# Inhibition of Oral Tumorigenesis by Antitumor B

> **NIH NIH R01** · MEDICAL COLLEGE OF WISCONSIN · 2020 · $183,047

## Abstract

Project Summary:
Antitumor B (ATB), also known as Zeng Sheng Ping, is a tablet made according to modern GMP standards. It
contains the extracts of following six Chinese medicinal herbs: Sophora tonkinensis, Polygonum bistorta, Prunella
vulgaris, Sonchus brachyotus, Dictamnus dasycarpus, and Dioscorea bulbifera. Previously, clinical studies have
shown significant chemopreventive efficacy of ATB against human esophageal squamous cell carcinomas and
oral cancers.
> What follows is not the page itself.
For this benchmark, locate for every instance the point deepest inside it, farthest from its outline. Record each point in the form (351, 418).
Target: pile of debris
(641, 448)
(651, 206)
In a randomized clinical trial in patients with oral leukoplakia, treatment with ATB (4 tablets, 3 times
per day for 8–12 months) reduced the size of oral lesions in 68% of the patients versus 17% of the patients in the
placebo control group (P < 0.01), indicating that ATB may be a potent preventive agent against the development
of oral cancer in humans. We found that ATB inhibited chemically induced oral squamous cell carcinomas (by
~60%) in mice and identified several key active compounds that are capable of inhibiting oral cancer cell
proliferation. Our published study also showed that several key active compounds were found in the oral tissues
and likely contributed to the chemoprevention effects of ATB. However, it is unknown if a key active component
(KAC), called ATB-KACα which is enriched with 50% or more of three active compounds (i.e., dictamine,
fraxinellone and maackiain) and therefore better chemically defined for QA/QC purposes, will have a stronger
efficacy against oral carcinogenesis than ATB. We will use both the 4NQO-induced oral carcinogenesis mouse
model and a “window of opportunity (WOO)” trial approach to determine the efficacy of ATB-KACα along with its
pharmacodynamic (PD) responses and pharmacokinetic (PK) properties and biomarkers of efficacy. We
hypothesize that oral administration of a better chemically defined ATB-KACα can significantly increase efficacy in
preventing oral carcinogenesis in mouse models and will have the desirable PK properties and biomarker
responses in both mice and humans. Aim 1 will perform phytochemical and pharmacokinetic characterizations of
ATB-KACα and develop a PD/PK model to describe their efficacy and biomarker responses. Aim 2 will conduct
mouse oral cancer chemoprevention studies to determine the efficacy of ATB-KACα on oral carcinogenesis and
to identify novel biomarkers. Aim 3 will perform a WOO trial of ATB, ATB-KACα, or placebo in patients with newly
diagnosed oral cancer. This proposal is timely and significant because the proposed WOO trial is important step
for the development of ATB-KACα for future human phase II studies by filling the knowledge gap between
biomarkers in humans and those in the matched mouse models. In addition, we will measure the PD and PK
responses of ATB-KACα in the WOO trial and develop a PK/PD model to further enhance our understanding the
necessary dose needed for future phase II human studies.

## Key facts

- **NIH application ID:** 9842406
- **Project number:** 5R01CA205633-04
- **Recipient organization:** MEDICAL COLLEGE OF WISCONSIN
- **Principal Investigator:** MING HU
- **Activity code:** R01 (R01, R21, SBIR, etc.)
- **Funding institute:** NIH
- **Fiscal year:** 2020
- **Award amount:** $183,047
- **Award type:** 5
- **Project period:** 2016-12-08 → 2022-11-30

## Primary source

NIH RePORTER: https://reporter.nih.gov/project-details/9842406

## Citation

> US National Institutes of Health, RePORTER application 9842406, Inhibition of Oral Tumorigenesis by Antitumor B (5R01CA205633-04). Retrieved via AI Analytics 2026-05-22 from https://api.ai-analytics.org/grant/nih/9842406. Licensed CC0.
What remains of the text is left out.